I will also put in a plug for JuliaHub here. They have an excellent search capability for packages, docs, and even code. For example, here is a JuliaHub search for “biology”. Obviously biology encompasses a huge range of topics, but maybe it could help your decision just to see what packages exist (or don’t) for your subfield.
Despite the overhype, LLM and ChatGPT are excellent tools for learning. Ask ChatGPT how to perform a task in the language you’re learning, try the provided code on sample data, and ask for explanations when you encounter errors.
This comes very cheap in terms of mental effort, and it provides a good starting point. You see the code structure and what the answer should LOOK like.
Of course, ChatGPT doesn’t replace in-depth information from reliable sources. I start with a couple prompts and end with the manual. Still, it definitely serves as a helpful aid in the learning process, especially near the start when it’s easy to get overwhelmed. You have to learn first what is the ''content" of code?
I use to share this resource about another on growing Julia bio-packages
https://gensjulia.pages.dev/biology/
There is no doubt that there is a steep learning curve for learning to program. But it is well worth it. I think a scientist who can’t program has one hand tied behind there back.
As a practicing scientist, I’d suggest that you start with a book like Kaminski’s “Julia for Data Analysis” and spend about a year just processing data and creating plots. Learn to do everything you might be tempted to do in Excel or whatever plotting package you use in Julia. Learn the syntax, learn the idioms, learn the core packages. Just become comfortable with working with the language. Learn which packages are useful and how to use them. Don’t even think about developing your own package.
Then after a year or so, try to make your own package to do one simple task. At first just make it work. Don’t worry about optimization or elegance. Once it works and you’ve developed a broad test set to prove it works, then think about improving the code quality and optimizing it. Make sure at each step that 1) you haven’t broken anything and 2) you’ve actually improved the code. Speak to others. Ask for advice.

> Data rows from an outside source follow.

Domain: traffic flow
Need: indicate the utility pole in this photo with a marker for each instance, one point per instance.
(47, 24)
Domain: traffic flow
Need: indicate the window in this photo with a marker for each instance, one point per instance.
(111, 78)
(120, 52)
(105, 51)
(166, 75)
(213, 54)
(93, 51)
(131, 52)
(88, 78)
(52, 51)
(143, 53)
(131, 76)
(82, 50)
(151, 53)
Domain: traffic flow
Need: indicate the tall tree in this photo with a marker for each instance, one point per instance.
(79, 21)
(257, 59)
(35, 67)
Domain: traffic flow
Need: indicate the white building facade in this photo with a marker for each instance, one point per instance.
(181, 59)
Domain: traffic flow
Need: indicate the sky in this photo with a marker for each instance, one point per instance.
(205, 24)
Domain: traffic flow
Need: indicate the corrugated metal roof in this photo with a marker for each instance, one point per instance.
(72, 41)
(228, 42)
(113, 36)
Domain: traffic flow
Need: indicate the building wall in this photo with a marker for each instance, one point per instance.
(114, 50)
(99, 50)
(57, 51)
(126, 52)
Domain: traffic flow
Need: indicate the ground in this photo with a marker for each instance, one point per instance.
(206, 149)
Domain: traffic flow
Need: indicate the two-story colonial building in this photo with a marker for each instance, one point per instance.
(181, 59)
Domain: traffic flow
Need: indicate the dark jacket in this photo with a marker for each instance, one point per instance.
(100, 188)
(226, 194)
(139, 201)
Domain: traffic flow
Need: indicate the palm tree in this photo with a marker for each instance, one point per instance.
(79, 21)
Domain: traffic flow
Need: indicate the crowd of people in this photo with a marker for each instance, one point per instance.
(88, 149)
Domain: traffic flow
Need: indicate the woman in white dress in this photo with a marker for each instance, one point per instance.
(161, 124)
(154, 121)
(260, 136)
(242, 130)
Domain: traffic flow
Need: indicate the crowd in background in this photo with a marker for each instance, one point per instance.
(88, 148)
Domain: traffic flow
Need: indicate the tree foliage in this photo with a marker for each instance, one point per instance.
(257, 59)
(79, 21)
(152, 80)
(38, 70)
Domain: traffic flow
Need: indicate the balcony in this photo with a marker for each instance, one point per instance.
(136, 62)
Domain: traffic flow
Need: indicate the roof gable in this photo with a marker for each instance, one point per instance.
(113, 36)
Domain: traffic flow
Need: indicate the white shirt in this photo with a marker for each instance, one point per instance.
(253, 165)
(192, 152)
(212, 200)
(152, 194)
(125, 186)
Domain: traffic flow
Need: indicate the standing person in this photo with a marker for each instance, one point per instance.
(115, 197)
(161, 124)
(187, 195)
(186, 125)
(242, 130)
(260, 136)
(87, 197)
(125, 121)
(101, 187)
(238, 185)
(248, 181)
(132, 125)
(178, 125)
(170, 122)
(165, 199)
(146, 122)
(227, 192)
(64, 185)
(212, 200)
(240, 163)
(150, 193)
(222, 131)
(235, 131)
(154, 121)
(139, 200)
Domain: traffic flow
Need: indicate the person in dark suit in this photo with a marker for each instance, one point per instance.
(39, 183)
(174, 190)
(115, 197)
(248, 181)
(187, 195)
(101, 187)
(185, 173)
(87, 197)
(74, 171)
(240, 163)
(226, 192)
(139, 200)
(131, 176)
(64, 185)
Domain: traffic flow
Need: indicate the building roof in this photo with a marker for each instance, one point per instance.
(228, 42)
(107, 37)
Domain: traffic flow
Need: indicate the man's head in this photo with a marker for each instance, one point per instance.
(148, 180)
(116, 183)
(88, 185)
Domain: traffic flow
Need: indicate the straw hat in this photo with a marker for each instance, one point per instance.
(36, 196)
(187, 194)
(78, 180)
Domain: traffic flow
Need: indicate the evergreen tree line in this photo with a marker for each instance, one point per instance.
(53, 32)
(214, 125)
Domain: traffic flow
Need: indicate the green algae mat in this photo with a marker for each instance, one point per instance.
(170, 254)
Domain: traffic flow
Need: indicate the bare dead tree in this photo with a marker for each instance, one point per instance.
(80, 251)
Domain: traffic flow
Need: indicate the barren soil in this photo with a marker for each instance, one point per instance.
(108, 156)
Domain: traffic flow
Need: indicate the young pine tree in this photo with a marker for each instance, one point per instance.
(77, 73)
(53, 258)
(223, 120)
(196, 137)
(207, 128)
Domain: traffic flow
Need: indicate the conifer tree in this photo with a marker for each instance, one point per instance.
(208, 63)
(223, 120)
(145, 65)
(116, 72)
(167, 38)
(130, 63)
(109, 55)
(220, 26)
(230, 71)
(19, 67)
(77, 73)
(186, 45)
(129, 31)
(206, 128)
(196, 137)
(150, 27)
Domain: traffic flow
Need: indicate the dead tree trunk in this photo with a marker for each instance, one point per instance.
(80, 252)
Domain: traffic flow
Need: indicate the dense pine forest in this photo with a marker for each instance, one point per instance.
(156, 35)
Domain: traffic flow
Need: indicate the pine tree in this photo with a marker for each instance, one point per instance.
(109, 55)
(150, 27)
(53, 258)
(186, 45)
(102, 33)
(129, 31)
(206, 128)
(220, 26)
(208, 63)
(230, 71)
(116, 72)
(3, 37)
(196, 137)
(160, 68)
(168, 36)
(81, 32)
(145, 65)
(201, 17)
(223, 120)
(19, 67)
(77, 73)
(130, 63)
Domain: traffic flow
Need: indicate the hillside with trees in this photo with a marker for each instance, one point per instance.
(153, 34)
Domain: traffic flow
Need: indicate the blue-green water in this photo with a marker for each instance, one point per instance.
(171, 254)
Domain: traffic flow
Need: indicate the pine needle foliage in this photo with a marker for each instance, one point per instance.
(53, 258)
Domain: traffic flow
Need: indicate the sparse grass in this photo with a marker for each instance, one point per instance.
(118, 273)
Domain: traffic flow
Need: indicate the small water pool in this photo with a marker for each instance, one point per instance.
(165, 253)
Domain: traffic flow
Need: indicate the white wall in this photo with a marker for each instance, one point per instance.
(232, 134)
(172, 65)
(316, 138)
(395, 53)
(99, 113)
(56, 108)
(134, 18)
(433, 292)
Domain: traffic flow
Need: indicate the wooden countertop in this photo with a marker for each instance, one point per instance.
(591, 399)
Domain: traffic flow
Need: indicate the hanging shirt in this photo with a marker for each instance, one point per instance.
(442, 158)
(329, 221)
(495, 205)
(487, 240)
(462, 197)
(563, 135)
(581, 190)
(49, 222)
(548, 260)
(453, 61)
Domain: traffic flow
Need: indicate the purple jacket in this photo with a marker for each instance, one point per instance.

Then you may be ready to branch out.
It will take time. In fact, learning to program takes a lifetime. I’ve been learning for 40 some years now.
Thanks, I do use several of the LLMs, and I get mixed results. When I first started, ChatGPT couldn’t get hardly anything correct, I commented on Discourse. I think a guy named Logan fixed but not sure… I have not tested it as extensively as before but seems to be better. I do not pay for GPT4, so who knows, maybe that one is far better yet. It can get simple things I think, but I really struggled with any external packages. I presume it was not trained on slack or discourse results maybe? No idea how they select data to use for training.
I do like to explore with these, but find books and manuals more helpful to my learning and understanding how to get good at programming in Julia, just need more time and practice. Thanks for your comment.